The 2010s reef aquascape was a wall of rock filling 70% of the tank volume. The 2020s aquascape is the opposite: minimal rock structures with maximum open swimming space, designed for water flow and visual depth rather than pure rock biomass.

Step-by-step

1

Plan the structure before adding water

Sketch the aquascape on paper. Decide on 1-2 main structures (peaks, arches, shelves) plus 2-3 small islands. Open back wall, no rock touching glass on the back or sides.

2

Source the rock

0.5-0.7 lb per gallon of system volume. Marco Rocks, BRS Reef Saver, or Pukani for dry rock; cured live rock if you want biological seed.
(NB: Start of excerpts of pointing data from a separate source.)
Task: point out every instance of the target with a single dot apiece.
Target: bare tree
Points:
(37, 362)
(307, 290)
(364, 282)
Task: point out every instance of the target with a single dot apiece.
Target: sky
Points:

Mix rock shapes - shelf, branch, foundation pieces.

3

Cure dry rock if porous

Pukani and similar high-porosity rocks should be soaked in fresh water for 1-2 weeks with daily water changes to leach phosphate. Skip if using BRS Reef Saver (already cured).

4

Build with epoxy or zip ties

Use reef-safe two-part epoxy putty (Reef Glue, Aquastick) to fix rock pieces together OR drill rocks with a masonry bit and use plastic zip ties / acrylic rod. Build OUTSIDE the tank in a tray, dry-fit, then glue.

5

Place the structure dry-fit

Set the cured/glued structure in the empty tank. Verify it doesn't touch the back glass, leaves at least 4-6" of swimming space at the front, and provides multiple coral placement zones at different heights.

6

Add sand AFTER the structure

Pour sand around the rock structure, NOT under it. Rock-on-sand is unstable and can shift over time. 0.5-1.5 inches of sand is sufficient for a modern reef - deep sand beds (3+ inches) are out of fashion and produce more issues than benefits.

7

Place corals with growth in mind

Soft coral spreads. Hammer expands sweepers. Plan placement with 4-6" margins between specimens to avoid future collisions. Bottom third for soft + LPS, middle for hardy LPS + easy SPS, top third for demanding SPS.